Empowering Communities: Organizational Practices in Social Intervention
Empowering Communities Through Organizational Practices
1. A Practice for Engaging Organizational Populations in Improving Their Living Conditions
Community Work must be differentiated from other practices that do not have the organizational hub of the population or the formation of a group around a Community Work comunitario. The project builds on the concept of self; without an autonomous collective subject, one cannot talk about Community Work comunitaria. The action or actions that professionals in social intervention develop around the same or similar problems can be very varied and, in fact, are. Sometimes these practices have markedly different characteristics in terms of philosophy, objectives, methods, time management, results, etc. The authors B. Dumas and M. Continued to believe that social intervention is presented with two strategies that must be differentiated. Both strategies rely on the creation of new organizations, but the difference is that the first one (modification of the institutional), through partner-based committees, strengthens and professional life redensifies institutional (organization is power), and the second (support of collectively address), via associations or organizations of people, strengthens the population.
Community Work is a practice that seeks participatory actions and should therefore incorporate populations. Participating organization is inherent to having a certain power: organizational practices that promote community work intended to empower the people through his re-densify institutional reality (cohesion or support) and by generating new cultural-political actors (new organizations), making this true and will. The participation becomes a dual dynamic process:
- Awareness of the existing situation or problem and its causes and conditions and actions that can lead to its positive transcendence.
- Active involvement in the resulting changes, from that awareness.
3. Organizing Process in the Field of Social Intervention
What makes what is considered an organizational process of community work itself is to take place in the area of practice is known as the field of social intervention. Here are some features that could help identify this practice:
- Organizational processes involve both target populations of social intervention and other social actors that make up the social situation or problem that we believe can contribute to changing it. Community Work understood as an organizational process does not prejudge the number of actors or characters, although some portion of the population and professionals should always be present.
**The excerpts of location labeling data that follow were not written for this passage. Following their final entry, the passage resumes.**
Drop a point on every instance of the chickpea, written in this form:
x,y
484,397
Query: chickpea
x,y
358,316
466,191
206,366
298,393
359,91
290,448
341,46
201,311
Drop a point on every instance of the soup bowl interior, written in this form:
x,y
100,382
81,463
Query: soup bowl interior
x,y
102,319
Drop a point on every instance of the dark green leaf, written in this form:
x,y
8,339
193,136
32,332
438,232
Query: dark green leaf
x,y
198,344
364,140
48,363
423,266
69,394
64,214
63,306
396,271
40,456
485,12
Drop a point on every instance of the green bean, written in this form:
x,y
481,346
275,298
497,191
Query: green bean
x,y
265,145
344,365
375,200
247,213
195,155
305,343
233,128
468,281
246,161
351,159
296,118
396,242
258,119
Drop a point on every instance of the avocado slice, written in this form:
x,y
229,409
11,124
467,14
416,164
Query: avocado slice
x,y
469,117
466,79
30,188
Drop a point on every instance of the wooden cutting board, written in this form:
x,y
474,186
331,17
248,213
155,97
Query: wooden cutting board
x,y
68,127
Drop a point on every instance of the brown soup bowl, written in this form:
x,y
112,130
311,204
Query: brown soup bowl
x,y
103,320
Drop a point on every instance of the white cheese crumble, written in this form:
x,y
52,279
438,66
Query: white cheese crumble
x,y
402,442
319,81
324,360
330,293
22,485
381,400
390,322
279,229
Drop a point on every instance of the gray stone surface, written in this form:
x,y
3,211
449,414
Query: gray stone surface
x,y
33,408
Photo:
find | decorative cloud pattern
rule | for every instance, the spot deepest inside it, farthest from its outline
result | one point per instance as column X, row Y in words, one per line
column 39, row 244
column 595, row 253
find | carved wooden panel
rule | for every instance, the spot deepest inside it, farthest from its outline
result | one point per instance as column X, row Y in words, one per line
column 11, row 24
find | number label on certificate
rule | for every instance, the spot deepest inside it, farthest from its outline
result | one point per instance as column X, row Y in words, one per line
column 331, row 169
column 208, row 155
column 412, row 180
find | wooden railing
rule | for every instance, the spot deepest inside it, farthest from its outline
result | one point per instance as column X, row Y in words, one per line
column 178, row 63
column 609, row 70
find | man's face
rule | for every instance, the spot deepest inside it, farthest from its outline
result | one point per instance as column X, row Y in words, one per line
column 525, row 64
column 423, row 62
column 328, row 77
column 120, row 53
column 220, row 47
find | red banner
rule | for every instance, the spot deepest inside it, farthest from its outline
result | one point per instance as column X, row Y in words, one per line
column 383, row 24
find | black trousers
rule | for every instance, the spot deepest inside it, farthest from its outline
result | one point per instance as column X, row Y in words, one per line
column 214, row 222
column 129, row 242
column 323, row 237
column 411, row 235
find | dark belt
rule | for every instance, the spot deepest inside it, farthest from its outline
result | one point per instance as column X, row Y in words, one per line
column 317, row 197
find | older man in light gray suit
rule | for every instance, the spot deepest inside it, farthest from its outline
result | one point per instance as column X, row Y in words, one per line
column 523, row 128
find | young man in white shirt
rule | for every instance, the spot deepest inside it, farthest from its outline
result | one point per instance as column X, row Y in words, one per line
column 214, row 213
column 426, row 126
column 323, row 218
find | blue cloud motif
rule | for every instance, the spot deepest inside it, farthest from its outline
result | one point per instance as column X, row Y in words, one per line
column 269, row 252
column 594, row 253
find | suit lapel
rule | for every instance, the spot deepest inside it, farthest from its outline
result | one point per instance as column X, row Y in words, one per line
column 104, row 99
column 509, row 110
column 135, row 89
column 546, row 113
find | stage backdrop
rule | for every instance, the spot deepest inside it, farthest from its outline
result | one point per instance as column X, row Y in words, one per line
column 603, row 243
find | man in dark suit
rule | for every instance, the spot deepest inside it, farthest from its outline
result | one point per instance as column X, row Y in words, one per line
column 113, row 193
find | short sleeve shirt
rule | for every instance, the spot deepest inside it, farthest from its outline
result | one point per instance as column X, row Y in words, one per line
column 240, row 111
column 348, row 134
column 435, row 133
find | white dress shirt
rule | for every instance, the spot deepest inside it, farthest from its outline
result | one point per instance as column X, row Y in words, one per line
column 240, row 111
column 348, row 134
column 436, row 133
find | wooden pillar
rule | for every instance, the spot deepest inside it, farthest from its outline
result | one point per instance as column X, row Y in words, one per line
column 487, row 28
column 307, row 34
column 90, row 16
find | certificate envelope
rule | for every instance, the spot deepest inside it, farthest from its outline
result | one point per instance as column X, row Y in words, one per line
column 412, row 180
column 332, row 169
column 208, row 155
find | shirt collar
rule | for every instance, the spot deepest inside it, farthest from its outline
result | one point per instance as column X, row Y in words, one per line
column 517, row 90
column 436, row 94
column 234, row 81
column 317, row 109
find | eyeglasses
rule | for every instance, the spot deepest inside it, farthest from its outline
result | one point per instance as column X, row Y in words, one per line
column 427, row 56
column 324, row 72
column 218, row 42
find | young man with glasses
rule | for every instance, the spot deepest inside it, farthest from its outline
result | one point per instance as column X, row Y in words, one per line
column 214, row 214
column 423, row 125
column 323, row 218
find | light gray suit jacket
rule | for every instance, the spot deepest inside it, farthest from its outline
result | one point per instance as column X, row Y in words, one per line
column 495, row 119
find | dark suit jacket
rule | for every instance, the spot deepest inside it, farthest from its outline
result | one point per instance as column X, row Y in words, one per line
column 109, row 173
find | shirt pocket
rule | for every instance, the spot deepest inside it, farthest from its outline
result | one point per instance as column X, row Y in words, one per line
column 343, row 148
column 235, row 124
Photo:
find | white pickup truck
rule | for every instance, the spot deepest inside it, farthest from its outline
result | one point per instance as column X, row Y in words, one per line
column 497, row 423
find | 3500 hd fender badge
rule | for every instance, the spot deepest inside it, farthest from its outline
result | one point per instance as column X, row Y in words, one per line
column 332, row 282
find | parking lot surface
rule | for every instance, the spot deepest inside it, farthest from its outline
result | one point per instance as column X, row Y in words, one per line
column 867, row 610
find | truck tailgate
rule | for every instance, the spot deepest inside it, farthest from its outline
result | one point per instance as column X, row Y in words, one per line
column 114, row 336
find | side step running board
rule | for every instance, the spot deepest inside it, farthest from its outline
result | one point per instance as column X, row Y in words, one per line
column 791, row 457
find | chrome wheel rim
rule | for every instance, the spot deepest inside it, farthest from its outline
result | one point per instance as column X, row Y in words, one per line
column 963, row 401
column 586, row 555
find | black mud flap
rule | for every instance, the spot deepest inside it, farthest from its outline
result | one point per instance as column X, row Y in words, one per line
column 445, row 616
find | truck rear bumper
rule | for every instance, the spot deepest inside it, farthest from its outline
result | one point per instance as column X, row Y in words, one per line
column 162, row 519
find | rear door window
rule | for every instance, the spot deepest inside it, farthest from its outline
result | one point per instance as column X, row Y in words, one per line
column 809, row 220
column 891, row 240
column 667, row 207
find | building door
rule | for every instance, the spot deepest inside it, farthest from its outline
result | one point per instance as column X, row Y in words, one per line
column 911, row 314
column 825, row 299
- Each is pursuing their own processes of social intervention, i.e., building relationships and social interactions that enable integrative personality development of individuals and colectivos. They pursue social development.
- Community Work organizational processes are applied to the board of situations related to the object that it is for the professions of social intervention: organizational processes that apply to the board of marginalization and social integration. In social spaces, such as politics or trade unionism, corporare professional organizations, organizational practices are not called Community Work.
4) We talked about community work to refer to those organizational practices that are conducted by professional social intervention, whether social workers, educators, community psychologists, or social science professionals who practice the intervention. The organizational processes conocecemos as community work that are, therefore, a very open type of practice, a field of action of various professionals.